年金 1世紀前のその「裏切り」をロシアは「第1次世界大戦のさなかに受け」「勝利は奪われ」「軍の破壊、国家の崩壊、甚大な領土の喪失をもたらした」「その結果が、内戦という悲劇だ」とプーチンは訴えた。

 10月革命で成立したソビエト政府は交戦国のドイツなどと講和条約を結んだ。敗戦国となったロシアはそれまで領有していたフィンランドやポーランド、ウクライナなどの地域を失った。やがて反革命軍と赤軍の内戦が始まる。プーチンはそれらをすべて「裏切り」の結果とし、「われわれはこのようなことが再び起きることを許さない」と強調した。

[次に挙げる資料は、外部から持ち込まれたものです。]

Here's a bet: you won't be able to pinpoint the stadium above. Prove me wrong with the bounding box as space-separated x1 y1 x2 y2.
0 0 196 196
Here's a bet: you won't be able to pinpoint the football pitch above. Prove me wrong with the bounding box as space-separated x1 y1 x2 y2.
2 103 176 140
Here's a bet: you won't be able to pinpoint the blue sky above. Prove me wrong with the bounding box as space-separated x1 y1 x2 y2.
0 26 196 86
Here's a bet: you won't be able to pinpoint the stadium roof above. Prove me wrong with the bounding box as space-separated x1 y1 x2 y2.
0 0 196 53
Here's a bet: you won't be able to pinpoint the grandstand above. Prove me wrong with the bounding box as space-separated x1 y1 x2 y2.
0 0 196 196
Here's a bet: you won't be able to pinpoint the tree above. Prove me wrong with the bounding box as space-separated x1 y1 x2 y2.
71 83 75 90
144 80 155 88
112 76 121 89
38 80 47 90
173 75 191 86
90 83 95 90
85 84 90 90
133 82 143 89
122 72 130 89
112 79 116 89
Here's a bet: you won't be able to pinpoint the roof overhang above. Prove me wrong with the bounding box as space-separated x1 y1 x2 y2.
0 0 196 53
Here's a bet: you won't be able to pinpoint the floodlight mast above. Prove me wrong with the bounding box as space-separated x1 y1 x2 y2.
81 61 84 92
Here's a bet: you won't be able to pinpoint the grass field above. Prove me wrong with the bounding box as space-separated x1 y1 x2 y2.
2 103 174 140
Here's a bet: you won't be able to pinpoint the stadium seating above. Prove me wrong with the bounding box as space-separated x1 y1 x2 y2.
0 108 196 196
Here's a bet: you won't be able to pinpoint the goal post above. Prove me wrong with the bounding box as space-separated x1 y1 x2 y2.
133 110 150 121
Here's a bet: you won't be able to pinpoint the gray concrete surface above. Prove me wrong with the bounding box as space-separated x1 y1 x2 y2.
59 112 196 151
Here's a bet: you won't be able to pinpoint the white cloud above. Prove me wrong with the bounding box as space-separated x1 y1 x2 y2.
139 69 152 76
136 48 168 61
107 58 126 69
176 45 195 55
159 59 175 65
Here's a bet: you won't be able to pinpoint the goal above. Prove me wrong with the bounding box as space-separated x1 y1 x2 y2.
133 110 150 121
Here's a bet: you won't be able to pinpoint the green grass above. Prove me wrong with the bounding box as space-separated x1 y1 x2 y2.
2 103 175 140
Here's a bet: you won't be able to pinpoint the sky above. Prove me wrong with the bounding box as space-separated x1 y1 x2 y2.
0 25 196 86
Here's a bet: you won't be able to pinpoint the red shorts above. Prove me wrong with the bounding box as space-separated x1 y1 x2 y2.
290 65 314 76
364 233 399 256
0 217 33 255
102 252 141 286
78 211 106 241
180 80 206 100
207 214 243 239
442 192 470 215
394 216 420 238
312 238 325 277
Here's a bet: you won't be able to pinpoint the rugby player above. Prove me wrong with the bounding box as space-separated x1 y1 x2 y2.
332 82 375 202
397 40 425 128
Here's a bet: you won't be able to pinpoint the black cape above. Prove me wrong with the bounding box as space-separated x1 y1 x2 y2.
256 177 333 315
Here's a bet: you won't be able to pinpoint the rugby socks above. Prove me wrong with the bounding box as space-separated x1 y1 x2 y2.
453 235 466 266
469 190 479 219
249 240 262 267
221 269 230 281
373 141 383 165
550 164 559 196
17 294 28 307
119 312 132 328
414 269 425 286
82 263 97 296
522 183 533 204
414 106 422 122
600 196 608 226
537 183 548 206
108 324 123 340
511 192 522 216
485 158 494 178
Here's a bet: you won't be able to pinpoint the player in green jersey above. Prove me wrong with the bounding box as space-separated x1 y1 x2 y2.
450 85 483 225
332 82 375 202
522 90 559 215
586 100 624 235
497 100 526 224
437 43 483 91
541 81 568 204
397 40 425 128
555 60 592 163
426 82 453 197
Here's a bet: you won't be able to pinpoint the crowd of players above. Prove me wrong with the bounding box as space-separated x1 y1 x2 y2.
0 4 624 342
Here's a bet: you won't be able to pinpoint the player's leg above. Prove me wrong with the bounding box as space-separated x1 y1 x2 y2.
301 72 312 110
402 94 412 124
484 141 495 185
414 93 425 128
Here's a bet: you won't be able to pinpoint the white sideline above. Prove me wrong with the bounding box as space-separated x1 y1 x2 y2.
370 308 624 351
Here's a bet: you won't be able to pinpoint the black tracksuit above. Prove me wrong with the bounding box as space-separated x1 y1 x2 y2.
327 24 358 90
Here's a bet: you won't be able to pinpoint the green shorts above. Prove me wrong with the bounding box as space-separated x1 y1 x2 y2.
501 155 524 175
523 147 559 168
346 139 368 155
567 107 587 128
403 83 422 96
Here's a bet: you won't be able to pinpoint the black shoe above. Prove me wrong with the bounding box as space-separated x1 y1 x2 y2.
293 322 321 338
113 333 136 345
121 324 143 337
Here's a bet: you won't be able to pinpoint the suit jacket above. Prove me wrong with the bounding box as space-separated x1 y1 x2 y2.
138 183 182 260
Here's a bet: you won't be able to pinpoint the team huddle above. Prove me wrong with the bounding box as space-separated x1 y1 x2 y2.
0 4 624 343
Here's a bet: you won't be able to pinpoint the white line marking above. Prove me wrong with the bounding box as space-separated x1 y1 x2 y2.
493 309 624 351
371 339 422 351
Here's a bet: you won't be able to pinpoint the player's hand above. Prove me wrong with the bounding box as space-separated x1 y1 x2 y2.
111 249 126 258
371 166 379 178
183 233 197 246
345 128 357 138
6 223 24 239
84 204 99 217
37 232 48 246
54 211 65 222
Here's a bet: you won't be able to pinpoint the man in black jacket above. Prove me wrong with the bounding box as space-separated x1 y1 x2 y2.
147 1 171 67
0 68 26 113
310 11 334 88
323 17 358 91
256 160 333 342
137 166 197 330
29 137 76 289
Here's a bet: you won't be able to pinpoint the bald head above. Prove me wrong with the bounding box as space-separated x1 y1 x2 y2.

30代 その決めつけは、これまでのプーチンの姿勢と矛盾しているんじゃないか。彼は第2次大戦でナチスドイツを破った戦勝記念日の5月9日を祝うことにずっと力を入れてきた。その戦争を指導したのはレーニンの後継者スターリンだ。その政権による戦争の勝利を祝うことは、さかのぼって「裏切り」を祝うことにつながる。

年金 その「矛盾」に気づかなかったのか、あるいはそれを承知で演説したのか、どちらにしても、この「なりふりかまわなさ」はプーチンがプリゴジンの「反乱」をロシア革命並みに「過大評価」していたことを物語っている。言い換えれば、プリゴジンの「裏切り」だけにとどまらない政権の危機が生じ始めていると判断していたことをうかがわせる。

 ロシア南部の都市ロストフナドヌーの住民たちが、街に入って来たワグネルの戦闘員たちに拍手を送る姿を見て、プーチンは民衆の反乱が戦争を止めたロシア革命のときのように、今の戦争を続けられなくなり、100年前と同様に再びウクライナを失うかもしれないと脅えたに違いない。そうなれば自分の命も危ない、と。